I am currently a Research Economist in the Diet, Safety, and Health Economics Branch of the Food Economics Division at the U.S. Department of Agriculture's Economic Research Service, where I conduct research on food labeling, diet and health, and obesity.
I was a Regulatory Economist at the U.S. Food and Drug Administration from 2014 to 2016, where I conducted regulatory impact analyses of regulations that governed food safety, drug safety and effectiveness, and tobacco product manufacturing practices.
From 2012 to 2014, I was affiliated with the European University Institute (EUI) as a Max Weber Fellow in the Department of Economics. While at the EUI, my research mainly focused on health policy evaluation. I also taught a Ph.D. course on health economics at the EUI in 2013 and 2014. I received a Teaching Certificate from the EUI's Max Weber Program in 2014.
Between June and November 2014, I was also a Postdoctoral Researcher at the Athens University of Economics and Business, where I conducted a study of how Greece's adoption of the Euro in 2001 affected Greek firm-level exports.

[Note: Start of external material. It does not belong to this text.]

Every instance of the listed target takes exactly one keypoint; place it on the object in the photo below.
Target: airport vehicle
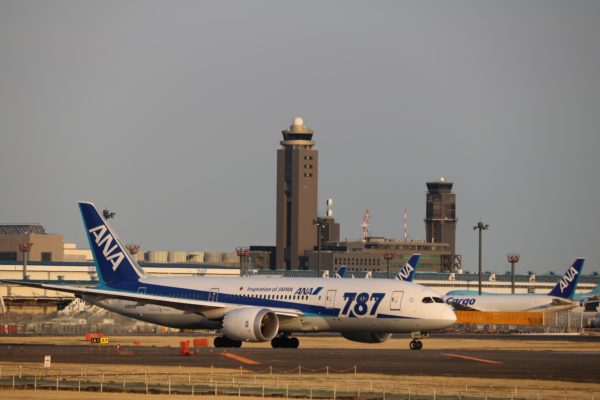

I obtained my Ph.D. in Economics from The Ohio State University (OSU) in 2012. In my main dissertation chapter, I studied whether intra-household resource allocation decisions respond to a child's health at birth—a proxy for a child’s unobserved endowment—and whether the response is heterogeneous with respect to a mother's education or income level. During my graduate studies at OSU, I worked as a teaching assistant and as an independent instructor for a variety of undergraduate courses. I was awarded a departmental citation for excellence in teaching in 2010.